Письмо Бенкендорфа не выражает, разумеется, личных взглядов шефа жандармов на литературу и журналистику, выработанных им самостоятельно. Он и не выдает их за свое личное мнение, но намеренным употреблением неопределенной формы и указанием на «повеление свыше» (ordre supérieur) прямо намекает на царя. Осведомленность последнего о письме, которое он прочел и санкционировал, несомненна: об этом свидетельствует приведенная выше помета С. Д. Шереметева.
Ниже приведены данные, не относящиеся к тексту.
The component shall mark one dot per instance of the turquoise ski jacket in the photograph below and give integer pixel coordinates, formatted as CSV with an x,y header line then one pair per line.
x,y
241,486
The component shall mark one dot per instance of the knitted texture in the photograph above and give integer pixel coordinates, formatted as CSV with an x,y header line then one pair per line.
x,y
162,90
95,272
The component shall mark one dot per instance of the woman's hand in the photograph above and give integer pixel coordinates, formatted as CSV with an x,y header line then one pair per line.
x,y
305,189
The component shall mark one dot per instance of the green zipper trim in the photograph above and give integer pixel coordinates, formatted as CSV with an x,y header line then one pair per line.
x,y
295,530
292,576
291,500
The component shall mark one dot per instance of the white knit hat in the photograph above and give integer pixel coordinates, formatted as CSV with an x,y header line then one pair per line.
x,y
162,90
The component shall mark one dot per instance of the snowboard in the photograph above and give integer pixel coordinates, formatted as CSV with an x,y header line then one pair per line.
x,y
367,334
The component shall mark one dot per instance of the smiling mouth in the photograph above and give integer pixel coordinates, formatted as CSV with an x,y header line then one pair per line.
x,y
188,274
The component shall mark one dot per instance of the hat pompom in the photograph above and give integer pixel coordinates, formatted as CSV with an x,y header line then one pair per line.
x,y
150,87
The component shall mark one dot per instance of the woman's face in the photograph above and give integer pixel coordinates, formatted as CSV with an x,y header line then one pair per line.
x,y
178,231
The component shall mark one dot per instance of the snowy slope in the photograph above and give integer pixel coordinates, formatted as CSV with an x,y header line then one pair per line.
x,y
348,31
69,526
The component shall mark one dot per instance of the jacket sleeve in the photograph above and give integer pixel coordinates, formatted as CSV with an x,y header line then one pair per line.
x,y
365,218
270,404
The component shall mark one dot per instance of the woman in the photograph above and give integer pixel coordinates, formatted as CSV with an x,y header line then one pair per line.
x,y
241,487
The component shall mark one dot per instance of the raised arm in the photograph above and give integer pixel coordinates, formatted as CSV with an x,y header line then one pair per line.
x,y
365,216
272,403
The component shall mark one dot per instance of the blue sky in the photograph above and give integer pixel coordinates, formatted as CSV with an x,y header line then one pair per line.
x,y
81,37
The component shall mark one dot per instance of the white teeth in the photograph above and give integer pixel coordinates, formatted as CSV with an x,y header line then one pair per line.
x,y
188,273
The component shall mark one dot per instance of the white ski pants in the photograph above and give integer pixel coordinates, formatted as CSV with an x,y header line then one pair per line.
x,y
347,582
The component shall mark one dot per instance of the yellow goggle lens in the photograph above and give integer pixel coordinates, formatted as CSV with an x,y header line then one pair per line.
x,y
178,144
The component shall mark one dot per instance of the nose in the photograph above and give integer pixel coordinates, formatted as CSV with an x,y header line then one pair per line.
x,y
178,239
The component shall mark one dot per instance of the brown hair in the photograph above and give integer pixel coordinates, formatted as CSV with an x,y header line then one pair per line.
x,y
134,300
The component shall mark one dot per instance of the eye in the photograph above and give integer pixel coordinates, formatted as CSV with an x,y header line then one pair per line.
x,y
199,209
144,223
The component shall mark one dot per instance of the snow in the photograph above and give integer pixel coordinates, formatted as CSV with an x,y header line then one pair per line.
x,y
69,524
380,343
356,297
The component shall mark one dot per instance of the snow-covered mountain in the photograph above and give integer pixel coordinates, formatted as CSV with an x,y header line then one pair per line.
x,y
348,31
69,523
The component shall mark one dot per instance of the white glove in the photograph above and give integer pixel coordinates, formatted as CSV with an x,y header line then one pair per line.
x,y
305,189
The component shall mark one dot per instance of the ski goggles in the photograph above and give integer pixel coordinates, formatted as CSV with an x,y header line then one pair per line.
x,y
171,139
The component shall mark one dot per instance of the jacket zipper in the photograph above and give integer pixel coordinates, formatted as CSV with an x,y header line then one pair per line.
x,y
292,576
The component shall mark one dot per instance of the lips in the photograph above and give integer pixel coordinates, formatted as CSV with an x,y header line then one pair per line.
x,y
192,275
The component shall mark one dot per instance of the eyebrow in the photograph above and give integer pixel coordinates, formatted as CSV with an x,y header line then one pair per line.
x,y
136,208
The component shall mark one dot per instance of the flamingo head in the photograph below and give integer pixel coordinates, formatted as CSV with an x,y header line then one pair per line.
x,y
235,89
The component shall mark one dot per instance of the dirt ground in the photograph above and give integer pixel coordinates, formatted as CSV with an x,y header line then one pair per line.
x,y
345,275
Но и Николай I едва ли занимался анализом статей «Московского телеграфа». Ключ к пониманию письма дает один из доносов на журнал, опубликованных М. И. Сухомлиновым. Донос, вероятнее всего принадлежащий, как было отмечено выше, продажному и опытному перу Фаддея Булгарина, послужил материалом для письма, а составителем его мог быть М. Я. фон Фок, отлично владевший французским эпистолярным стилем (чего не имел Бенкендорф) и выполнявший для своего шефа подобные «литературные» поручения.

В самом деле, Булгарин пишет в доносе: «Если со вниманием прочесть замеченные места в первой статье № 1, то ясно обнаружится желание издателя — дать почувствовать читателям, что письмо сие пишется Николаю Тургеневу под вымышленными буквами, явный ропот противу притеснения просвещения, которое называют запретною розою, и сожаление о погибших друзьях, на странице 9, было всеми понято и доставило большой ход журналу. В статье все жалуются на два последние года, т. е. 1825 и 1826 — время отлучки Тургенева и ссылки бунтовщиков. Всё так ясно изъяснено, что не требует пояснений».6

Есть основания думать, что Вяземский получил возможность ознакомиться с доносом. По крайней мере в написанной в конце 1828 — начале 1829 года «Записке о князе Вяземском, им самим составленной», напечатанной впоследствии в полном собрании его сочинений под заглавием «Моя исповедь», есть прямое указание на донос Булгарина: «В мнениях своих, — писал Вяземский, — бывал я неумерен и заносчив за себя, но везде, где только имел случай, старался всегда умерять невоздержность других. Ссылаюсь на письма мои, которые так часто бывали в руках правительства. Сюда идет также опровержение донесения, или просто лживого доноса, представленного нынешнему правительству, о каком-то моем тайном, злонамеренном участии или более — направлении в издании Телеграфа».7 «Опровержение» Вяземского нам неизвестно. Но ответом на него является публикуемое письмо Бенкендорфа, на что указывают первые слова его («Вы хотели знать мое мнение о Телеграфе»).

423

Рассмотрим по порядку, на какие намеки и иносказания в статье «Московского телеграфа» указывал доносчик, а за ним Бенкендорф. Статья «Взгляд на русскую литературу 1825 и 1826 гг. (Письмо в Нью-Йорк к С. Д. П.8)» принадлежала Н. А. Полевому;9 вставка в нее о погибших друзьях, а также ссылка на перевод Пушкина изречения Саади сделана была П. А. Вяземским.10 Н. А. Полевой писал:

«Мне выпало: писать к тебе о русской литературе, и признаюсь: выпал жребий не легкий!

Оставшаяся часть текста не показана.